But whether for the file of arbitrary format, how to automate one file of judgement is not one by encryption Easy thing.At present in computer forensics field, whether encrypted for a file, typically there are two methods.A kind of method It is that evidence obtaining personnel judge by hand, for example, manually opens a Word file, if necessary to input password, then the Word file is to add Close mistake, otherwise can directly it open;Another method is to be directed to specific file type, such as Word file, if one Word file is encrypted, then has an encryption indicator to be set to 1 in file header, can so be sentenced by programming automation Whether whether the disconnected encryption indicator is 1, then can be encrypted the Word file with automatization judgement.It will be apparent that former approach efficiency It is very low, waste time and energy, it is impossible to check the file of magnanimity one by one;And later approach, specific file format can only be directed to, if The conscious change file format of attacker, then be easy to this decision method of out-tricking, and leads to not carry out effectively judging encryption File.
Current encryption file decision method is difficult the text of the multiple format of the magnanimity to being run into computer forensics field Whether part is judged automatically by encryption, therefore, in the urgent need to one kind can be to file in the case of file format is not known Whether technology that encryption judged is passed through.
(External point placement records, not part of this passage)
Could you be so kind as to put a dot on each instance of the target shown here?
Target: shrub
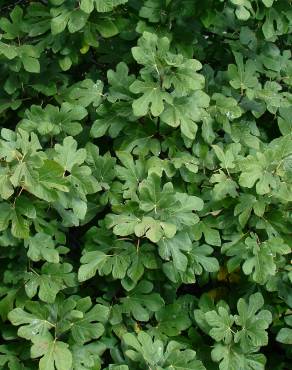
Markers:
(145, 184)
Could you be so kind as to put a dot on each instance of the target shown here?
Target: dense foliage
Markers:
(146, 184)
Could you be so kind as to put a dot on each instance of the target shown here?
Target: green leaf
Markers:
(90, 326)
(140, 303)
(32, 323)
(54, 354)
(254, 322)
(87, 92)
(67, 154)
(221, 324)
(52, 279)
(152, 98)
(174, 248)
(42, 247)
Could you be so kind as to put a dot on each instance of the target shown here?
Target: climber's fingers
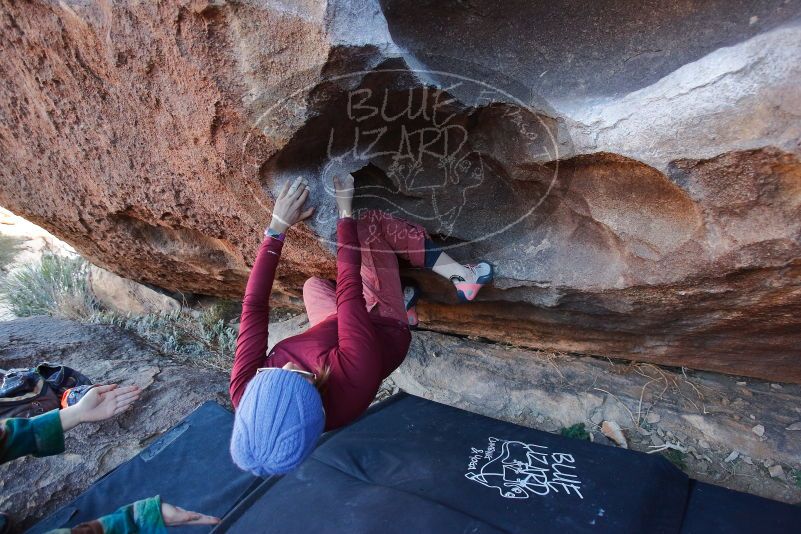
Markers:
(301, 198)
(306, 214)
(284, 191)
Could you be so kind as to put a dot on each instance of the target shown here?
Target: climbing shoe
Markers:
(480, 274)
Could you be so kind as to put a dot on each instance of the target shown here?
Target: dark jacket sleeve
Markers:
(251, 344)
(40, 436)
(358, 350)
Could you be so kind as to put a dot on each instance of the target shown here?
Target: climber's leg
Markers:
(383, 239)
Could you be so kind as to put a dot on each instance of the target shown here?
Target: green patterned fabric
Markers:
(40, 436)
(141, 517)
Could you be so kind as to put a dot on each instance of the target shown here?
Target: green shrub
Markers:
(56, 285)
(9, 248)
(181, 333)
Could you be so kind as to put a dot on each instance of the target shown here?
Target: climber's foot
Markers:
(476, 276)
(410, 295)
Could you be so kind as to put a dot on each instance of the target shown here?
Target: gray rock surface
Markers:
(33, 487)
(696, 410)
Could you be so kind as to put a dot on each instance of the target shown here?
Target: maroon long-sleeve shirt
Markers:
(361, 348)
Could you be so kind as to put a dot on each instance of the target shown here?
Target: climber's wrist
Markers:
(278, 226)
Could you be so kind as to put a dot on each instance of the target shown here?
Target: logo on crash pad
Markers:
(519, 470)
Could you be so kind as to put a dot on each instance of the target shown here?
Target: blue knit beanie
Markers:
(277, 424)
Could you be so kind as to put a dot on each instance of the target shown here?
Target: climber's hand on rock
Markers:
(288, 208)
(174, 517)
(99, 403)
(343, 192)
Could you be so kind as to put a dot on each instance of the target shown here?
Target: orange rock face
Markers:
(642, 203)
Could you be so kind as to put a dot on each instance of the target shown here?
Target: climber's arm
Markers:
(251, 344)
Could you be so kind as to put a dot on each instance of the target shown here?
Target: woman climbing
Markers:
(327, 376)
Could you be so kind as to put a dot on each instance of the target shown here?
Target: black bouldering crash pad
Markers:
(412, 465)
(189, 466)
(418, 466)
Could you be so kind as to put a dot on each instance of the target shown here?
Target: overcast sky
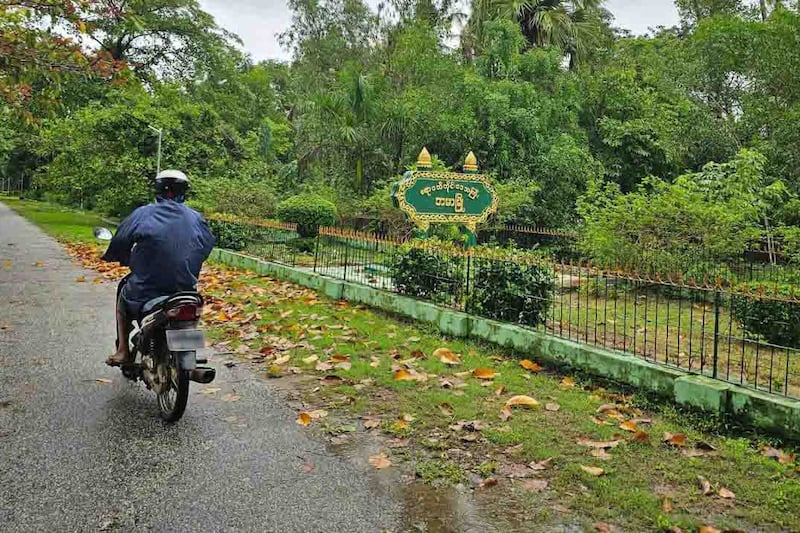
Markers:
(258, 21)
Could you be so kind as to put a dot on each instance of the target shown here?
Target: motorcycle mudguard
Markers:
(186, 360)
(183, 340)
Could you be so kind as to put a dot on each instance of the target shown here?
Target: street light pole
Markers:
(160, 135)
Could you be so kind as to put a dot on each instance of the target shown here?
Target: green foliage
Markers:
(511, 290)
(308, 212)
(231, 235)
(427, 274)
(774, 319)
(710, 215)
(243, 197)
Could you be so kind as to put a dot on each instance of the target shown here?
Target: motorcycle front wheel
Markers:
(172, 402)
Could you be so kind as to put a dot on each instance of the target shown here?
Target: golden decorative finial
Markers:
(424, 159)
(471, 163)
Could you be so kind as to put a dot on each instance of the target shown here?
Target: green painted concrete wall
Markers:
(767, 411)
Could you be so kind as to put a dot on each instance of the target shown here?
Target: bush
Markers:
(422, 273)
(246, 198)
(231, 235)
(303, 245)
(308, 212)
(777, 321)
(511, 291)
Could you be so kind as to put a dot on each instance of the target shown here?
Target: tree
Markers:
(168, 38)
(38, 55)
(569, 25)
(709, 216)
(693, 11)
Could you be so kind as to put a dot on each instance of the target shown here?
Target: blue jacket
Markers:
(164, 244)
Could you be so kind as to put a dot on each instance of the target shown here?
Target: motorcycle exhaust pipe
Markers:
(203, 375)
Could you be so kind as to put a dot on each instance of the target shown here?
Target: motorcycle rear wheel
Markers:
(172, 402)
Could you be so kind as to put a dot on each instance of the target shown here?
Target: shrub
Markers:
(423, 273)
(511, 291)
(308, 212)
(231, 235)
(246, 198)
(777, 321)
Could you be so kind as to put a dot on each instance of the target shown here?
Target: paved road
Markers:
(78, 455)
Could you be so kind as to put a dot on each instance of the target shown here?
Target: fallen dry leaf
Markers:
(489, 482)
(534, 485)
(599, 444)
(400, 424)
(678, 439)
(522, 401)
(593, 470)
(484, 373)
(403, 375)
(380, 461)
(370, 423)
(530, 365)
(538, 466)
(779, 455)
(705, 485)
(601, 454)
(446, 356)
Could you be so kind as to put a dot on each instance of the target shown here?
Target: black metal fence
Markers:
(748, 337)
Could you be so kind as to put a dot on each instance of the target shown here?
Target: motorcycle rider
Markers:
(165, 245)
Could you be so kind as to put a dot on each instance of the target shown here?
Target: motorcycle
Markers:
(164, 340)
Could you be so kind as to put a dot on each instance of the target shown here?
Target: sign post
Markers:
(428, 196)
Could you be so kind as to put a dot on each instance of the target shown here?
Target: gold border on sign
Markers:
(423, 221)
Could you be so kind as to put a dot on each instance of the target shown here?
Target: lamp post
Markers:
(160, 135)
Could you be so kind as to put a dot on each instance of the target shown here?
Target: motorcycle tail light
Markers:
(184, 312)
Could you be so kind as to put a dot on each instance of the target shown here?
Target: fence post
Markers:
(717, 305)
(346, 249)
(466, 287)
(316, 252)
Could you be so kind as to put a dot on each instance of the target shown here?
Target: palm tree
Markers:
(347, 112)
(764, 4)
(570, 25)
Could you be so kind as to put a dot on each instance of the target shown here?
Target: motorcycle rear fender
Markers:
(186, 360)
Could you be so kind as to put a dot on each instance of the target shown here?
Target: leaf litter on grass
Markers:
(619, 415)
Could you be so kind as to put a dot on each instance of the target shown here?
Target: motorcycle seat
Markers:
(153, 304)
(157, 303)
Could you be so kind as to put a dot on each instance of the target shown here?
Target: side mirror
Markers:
(103, 234)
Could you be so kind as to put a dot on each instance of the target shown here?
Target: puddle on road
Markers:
(432, 509)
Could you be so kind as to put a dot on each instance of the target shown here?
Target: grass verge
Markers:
(584, 454)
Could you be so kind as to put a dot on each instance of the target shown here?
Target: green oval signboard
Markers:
(432, 197)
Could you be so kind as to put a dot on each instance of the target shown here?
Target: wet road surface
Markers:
(80, 455)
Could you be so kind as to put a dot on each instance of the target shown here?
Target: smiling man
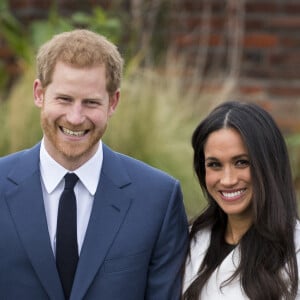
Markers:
(78, 220)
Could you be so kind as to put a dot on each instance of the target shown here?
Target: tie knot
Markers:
(70, 180)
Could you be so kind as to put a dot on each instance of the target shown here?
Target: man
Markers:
(130, 224)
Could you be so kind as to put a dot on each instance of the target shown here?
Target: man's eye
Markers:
(243, 163)
(213, 164)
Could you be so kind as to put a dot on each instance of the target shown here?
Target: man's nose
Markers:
(75, 114)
The content of the invention
For above-mentioned deficiency, file identification method is encrypted the invention provides a kind of unknown format, it can not know Progress automatic identification judgement whether is encrypted in the case of file format to arbitrary format file, encryption file can not only be entered Row effectively identification, judge efficiency high, and can avoid manually the problem of judged and cause to waste time and energy, also providing in addition A kind of data extraction method of unknown format file and a kind of data encryption decision method.
The present invention solves its technical problem and adopted the technical scheme that:A kind of unknown format encrypts the recognition methods of file, It is characterized in that, comprise the following steps:
S1:It is determined that needing that the arbitrary format file of identification is encrypted, and it is designated file destination;
S2:Data in file destination are extracted;
S3:The step S2 data extracted are judged, if it is determined that being clear data, then it is non-encrypted to export this document The result of file, if it is determined that being encryption file, then it is the result for encrypting file to export this document.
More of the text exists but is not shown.